Patrick Hunt at Stanford University is a leading archaeologist and historian, and arguably the leading living scholar of Hannibal.
He has taken students to the Swiss Alps to figure out which pass Hannibal took. He has given a fantastic lecture series on iTunes U, which is in my bibliography. And he does much, much more, all of it fascinating.
So try to imagine my delight at the glowing review that Patrick has just written about Hannibal and Me.

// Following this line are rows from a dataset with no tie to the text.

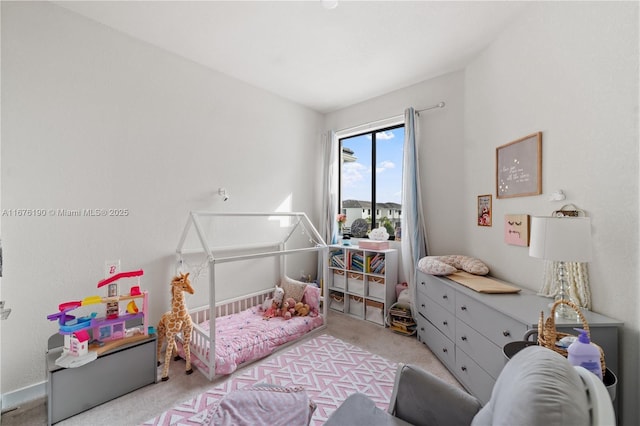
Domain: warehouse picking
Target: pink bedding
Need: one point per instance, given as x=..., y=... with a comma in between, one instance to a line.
x=246, y=336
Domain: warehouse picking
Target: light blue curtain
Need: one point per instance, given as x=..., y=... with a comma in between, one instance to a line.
x=328, y=224
x=414, y=240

As all of you know, I have never pretended to be ‘a historian’ — rather, I am (merely but proudly) a journalist and a storyteller who happens to love, and to reflect on, history. So I’m sure that I got some details wrong in the book, and Patrick could easily have pounced. But he looked at the big concept, at the story and the meditation, and he endorsed it. And that means so much to me.
From his review:
… Rarely do books mainly about history make such entertaining reading without diluting the complexities of world events that can turn on a literal moment from impending doom to brilliant success and vice versa. Surely Polybius, our best ancient source about Hannibal, would applaud Kluth’s book for psychological depth that matches its historical accuracy, like Polybius himself whose history is as much about why and how, the deeper analytics, as about what and when. Kluth deserves every kudo for this book that shows his new Hannibal research is not beating a dead horse but rather a startlingly fresh outlook on an old mystery.
Thank you, Patrick Hunt!
And thank you Christopher, for being even quicker than Google Alerts in pointing me to it.